U.S. equities closed modestly lower as investors navigated a complex mix of geopolitical headlines, rising Treasury yields, and a rebound in oil prices. The S&P 500 declined 0.4%, the Nasdaq Composite lost 0.8%, and the Dow Jones Industrial Average edged down 0.2%, with weakness in mega-cap stocks offsetting otherwise constructive breadth.

Despite early selling pressure, the broader market showed resilience throughout the session, with many stocks recovering from morning lows. However, the inability of the major indices to sustain moves above flatline levels reflected ongoing fragility in sentiment—particularly as leadership in mega-cap tech continues to falter.

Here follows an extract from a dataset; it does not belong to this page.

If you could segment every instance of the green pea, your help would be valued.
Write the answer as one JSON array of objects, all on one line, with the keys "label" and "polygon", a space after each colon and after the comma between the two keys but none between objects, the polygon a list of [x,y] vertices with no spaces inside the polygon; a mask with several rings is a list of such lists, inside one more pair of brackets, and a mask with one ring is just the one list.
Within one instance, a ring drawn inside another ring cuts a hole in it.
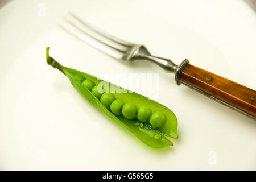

Developments surrounding the Iran conflict remained inconclusive. Iran reiterated that it is not engaged in ceasefire negotiations with the U.S., while reports suggested Gulf states are backing tougher measures against Tehran. At the same time, Axios indicated that indirect communication channels between the U.S. and Iran remain open, with Washington awaiting a response on potential peace talks. President Trump added to the mixed messaging, stating that both sides are interested in reaching a deal.

Oil prices responded to the uncertainty by reversing part of yesterday’s sharp decline. Crude settled 4.7% higher at $92.29 per barrel, providing a tailwind for energy stocks. The energy sector rose 2.1%, finishing as the top performer on the day.

The materials sector also stood out, gaining 1.7% as chemical and fertilizer names advanced amid continued volatility near the Strait of Hormuz. CF Industries and Mosaic were among the strongest performers, benefiting from supply disruption concerns.

Defensive sectors offered modest support. Utilities gained 0.7%, while consumer staples briefly showed stronger momentum before fading into a marginal 0.1% advance. Estee Lauder was a notable laggard within the staples space after confirming discussions around a potential business combination with Spain’s Puig.

On the downside, communication services led sector losses, falling 2.5% as mega-cap weakness weighed heavily. Alphabet declined more than 3%, while Meta Platforms also finished in negative territory.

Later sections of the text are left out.